The historical basis for the fictional tale rests on the Anglo-Saxon Chronicle, which recorded a great battle between the Angles and the Danes at Teotanheale (Tettenhall) In the year 910. The victory was to the Angles, with an army composed of men from Wessex and Mercia. Two Danish leaders were killed in the battle, Eowils and Healfdan, whose roles were taken by the fictional Danes already part of Uhtred's life. No details of the battle were recorded other than these, so the progress of it is fictional. The River Tame flowed near Tettenhall then. It is true that Mercians travelled to Northumbria in search of Saint Oswald's bones, found them and interred them in Gloucester, minus the skull (claimed by many, perhaps at Durham) and the arm kept at Bebbanburg (Bamburgh). This is not the last battle between the Angles or Saxons and the Danes, but it was a decisive victory.
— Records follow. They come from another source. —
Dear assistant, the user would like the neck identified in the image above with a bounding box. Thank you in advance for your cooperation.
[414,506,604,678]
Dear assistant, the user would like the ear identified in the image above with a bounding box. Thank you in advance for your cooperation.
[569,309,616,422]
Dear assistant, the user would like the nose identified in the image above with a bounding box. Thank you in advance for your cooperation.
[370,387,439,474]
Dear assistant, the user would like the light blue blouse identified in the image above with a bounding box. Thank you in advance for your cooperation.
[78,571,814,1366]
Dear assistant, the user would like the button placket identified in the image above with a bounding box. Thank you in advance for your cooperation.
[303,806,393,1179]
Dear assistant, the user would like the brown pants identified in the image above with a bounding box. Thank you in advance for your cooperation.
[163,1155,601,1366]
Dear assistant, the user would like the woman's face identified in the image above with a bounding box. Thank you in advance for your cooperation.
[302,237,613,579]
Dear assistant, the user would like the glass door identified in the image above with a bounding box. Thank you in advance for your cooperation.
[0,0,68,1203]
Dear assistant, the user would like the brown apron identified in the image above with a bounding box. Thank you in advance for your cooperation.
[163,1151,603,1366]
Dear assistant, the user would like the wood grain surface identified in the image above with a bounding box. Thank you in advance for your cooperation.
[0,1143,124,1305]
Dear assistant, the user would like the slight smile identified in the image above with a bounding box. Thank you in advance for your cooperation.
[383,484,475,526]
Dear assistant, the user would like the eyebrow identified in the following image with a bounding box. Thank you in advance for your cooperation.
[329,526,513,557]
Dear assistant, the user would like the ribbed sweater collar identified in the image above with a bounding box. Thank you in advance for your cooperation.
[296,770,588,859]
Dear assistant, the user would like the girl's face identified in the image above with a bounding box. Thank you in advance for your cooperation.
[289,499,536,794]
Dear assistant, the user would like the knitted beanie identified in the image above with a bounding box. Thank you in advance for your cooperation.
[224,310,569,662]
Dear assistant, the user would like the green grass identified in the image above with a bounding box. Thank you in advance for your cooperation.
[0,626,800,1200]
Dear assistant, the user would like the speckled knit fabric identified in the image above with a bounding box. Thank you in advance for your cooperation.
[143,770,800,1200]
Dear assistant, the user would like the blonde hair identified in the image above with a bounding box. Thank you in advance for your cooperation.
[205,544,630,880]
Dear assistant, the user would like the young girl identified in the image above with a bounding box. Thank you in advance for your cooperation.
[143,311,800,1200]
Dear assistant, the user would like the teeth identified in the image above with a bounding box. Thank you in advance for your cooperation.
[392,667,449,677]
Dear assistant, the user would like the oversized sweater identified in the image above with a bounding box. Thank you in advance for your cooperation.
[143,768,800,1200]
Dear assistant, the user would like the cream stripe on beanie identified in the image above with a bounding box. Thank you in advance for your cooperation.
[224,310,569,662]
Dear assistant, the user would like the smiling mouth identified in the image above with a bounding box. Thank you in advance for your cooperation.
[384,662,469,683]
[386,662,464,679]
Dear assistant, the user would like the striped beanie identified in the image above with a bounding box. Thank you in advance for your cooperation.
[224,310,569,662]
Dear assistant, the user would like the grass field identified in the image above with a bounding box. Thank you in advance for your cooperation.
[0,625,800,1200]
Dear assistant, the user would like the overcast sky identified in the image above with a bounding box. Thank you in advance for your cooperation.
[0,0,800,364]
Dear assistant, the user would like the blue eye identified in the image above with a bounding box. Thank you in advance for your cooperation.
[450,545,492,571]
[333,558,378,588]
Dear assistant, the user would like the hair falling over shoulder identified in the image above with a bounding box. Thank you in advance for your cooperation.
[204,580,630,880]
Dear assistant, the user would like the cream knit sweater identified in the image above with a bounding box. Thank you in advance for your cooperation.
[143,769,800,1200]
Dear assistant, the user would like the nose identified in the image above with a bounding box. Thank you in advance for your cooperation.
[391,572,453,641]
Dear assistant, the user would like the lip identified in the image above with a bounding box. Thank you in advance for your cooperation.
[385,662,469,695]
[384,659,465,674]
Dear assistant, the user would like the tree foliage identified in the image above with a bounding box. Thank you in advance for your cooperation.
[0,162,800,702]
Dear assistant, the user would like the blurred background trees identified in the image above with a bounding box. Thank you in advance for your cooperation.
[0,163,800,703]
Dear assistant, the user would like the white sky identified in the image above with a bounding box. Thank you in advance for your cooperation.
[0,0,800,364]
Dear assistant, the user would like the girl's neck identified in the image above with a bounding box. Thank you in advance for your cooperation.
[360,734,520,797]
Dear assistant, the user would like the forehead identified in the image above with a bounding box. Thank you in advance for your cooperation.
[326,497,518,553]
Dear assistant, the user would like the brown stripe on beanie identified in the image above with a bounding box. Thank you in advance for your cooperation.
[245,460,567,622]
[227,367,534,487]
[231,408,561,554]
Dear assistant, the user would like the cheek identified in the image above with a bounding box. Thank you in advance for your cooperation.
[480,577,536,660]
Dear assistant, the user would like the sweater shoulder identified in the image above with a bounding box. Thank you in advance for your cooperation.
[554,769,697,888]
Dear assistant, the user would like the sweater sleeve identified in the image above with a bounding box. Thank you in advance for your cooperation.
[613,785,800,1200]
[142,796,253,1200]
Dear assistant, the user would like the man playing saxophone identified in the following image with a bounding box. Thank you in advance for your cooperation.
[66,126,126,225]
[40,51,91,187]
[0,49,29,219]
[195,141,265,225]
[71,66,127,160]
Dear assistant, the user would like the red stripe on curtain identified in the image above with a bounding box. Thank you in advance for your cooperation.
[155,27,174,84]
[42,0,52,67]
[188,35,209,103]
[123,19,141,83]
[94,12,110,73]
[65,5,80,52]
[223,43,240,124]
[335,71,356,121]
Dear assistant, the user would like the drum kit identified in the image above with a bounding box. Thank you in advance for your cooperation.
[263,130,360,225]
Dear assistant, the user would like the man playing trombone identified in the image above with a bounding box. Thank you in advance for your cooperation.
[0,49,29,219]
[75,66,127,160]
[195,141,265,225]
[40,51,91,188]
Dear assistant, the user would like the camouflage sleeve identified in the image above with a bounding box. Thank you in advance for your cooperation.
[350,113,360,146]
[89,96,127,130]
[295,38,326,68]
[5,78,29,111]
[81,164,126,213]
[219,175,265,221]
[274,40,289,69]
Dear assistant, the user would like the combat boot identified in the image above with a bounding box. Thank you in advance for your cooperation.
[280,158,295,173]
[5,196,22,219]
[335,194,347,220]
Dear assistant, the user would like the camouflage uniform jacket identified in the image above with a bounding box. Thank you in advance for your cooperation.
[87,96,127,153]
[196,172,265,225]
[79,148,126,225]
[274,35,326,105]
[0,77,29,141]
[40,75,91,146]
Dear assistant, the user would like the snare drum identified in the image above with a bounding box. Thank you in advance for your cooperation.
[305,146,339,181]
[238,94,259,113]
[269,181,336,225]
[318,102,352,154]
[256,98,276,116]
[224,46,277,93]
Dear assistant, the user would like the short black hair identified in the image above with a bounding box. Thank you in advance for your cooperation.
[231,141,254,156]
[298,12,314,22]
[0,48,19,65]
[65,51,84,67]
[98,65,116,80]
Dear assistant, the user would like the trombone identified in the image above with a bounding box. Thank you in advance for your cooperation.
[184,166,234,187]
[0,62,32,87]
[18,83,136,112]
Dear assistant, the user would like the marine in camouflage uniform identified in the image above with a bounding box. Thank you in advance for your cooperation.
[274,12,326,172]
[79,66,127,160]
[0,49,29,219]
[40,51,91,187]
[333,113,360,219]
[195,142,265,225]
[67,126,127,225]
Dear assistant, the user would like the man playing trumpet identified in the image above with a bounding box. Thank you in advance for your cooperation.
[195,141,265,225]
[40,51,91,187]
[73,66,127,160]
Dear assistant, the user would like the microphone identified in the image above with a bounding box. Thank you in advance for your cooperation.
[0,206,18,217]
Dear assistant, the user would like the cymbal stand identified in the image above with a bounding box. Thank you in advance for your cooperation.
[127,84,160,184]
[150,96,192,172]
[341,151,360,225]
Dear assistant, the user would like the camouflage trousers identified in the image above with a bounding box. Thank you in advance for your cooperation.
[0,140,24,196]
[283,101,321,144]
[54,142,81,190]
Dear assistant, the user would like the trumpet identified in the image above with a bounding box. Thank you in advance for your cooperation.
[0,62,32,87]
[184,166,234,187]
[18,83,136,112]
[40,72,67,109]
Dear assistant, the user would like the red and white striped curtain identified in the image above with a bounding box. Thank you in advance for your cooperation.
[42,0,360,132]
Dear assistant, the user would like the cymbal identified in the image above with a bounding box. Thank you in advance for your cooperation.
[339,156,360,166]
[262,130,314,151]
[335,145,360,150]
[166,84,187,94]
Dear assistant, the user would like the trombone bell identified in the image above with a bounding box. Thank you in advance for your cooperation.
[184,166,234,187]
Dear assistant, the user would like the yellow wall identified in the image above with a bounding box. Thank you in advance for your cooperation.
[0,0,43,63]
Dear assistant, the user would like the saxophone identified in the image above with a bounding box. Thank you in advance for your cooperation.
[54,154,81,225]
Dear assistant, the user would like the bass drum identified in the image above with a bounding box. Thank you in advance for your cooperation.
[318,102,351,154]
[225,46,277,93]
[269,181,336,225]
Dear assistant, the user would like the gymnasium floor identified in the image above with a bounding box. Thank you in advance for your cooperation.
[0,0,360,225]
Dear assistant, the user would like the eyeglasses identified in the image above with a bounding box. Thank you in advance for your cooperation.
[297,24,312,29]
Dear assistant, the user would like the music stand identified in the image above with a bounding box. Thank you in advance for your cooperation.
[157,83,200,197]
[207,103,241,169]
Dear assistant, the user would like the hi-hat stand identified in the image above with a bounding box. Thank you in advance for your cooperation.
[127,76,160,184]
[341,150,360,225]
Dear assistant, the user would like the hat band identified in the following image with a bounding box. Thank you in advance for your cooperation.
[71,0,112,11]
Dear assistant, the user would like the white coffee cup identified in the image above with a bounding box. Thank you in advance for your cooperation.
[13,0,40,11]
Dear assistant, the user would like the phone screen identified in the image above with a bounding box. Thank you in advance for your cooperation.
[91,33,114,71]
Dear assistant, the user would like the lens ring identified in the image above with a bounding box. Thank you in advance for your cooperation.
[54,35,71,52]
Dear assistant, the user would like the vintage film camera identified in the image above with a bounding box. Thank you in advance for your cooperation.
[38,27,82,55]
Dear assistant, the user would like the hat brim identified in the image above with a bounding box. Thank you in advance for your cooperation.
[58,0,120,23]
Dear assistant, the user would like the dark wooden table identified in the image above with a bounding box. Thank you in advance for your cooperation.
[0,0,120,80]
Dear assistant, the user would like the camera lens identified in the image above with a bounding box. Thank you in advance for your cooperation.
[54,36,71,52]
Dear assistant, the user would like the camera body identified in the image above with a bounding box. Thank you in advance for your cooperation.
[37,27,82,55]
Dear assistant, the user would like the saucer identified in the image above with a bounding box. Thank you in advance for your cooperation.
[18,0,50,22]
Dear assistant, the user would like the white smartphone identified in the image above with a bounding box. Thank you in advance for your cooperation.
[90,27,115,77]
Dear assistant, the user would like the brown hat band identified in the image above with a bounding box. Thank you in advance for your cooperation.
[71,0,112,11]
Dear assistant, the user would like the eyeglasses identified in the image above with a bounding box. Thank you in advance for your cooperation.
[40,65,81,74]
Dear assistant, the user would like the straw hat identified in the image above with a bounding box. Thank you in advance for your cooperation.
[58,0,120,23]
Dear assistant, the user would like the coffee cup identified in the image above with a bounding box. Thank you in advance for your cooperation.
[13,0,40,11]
The system of burhs for defence started by King Alfred to keep Wessex safe expands in the territories his son gains in battle.

==Publication history==
Hardback editions
- September 2013, HarperCollins, ISBN 0007331908 / 9780007331901, UK edition
- January 2014, Harper, ISBN 0061969702 / 9780061969706, USA edition

There are in addition four UK paperback editions and one US paperback edition. Two audio CD editions have been issued, one for the UK (HarperCollins Warlord Chronicles 7) and one for the US (Harper Audio Saxon Tales, read by Matt Bates). There are two Kindle editions, one for the UK and one for the US.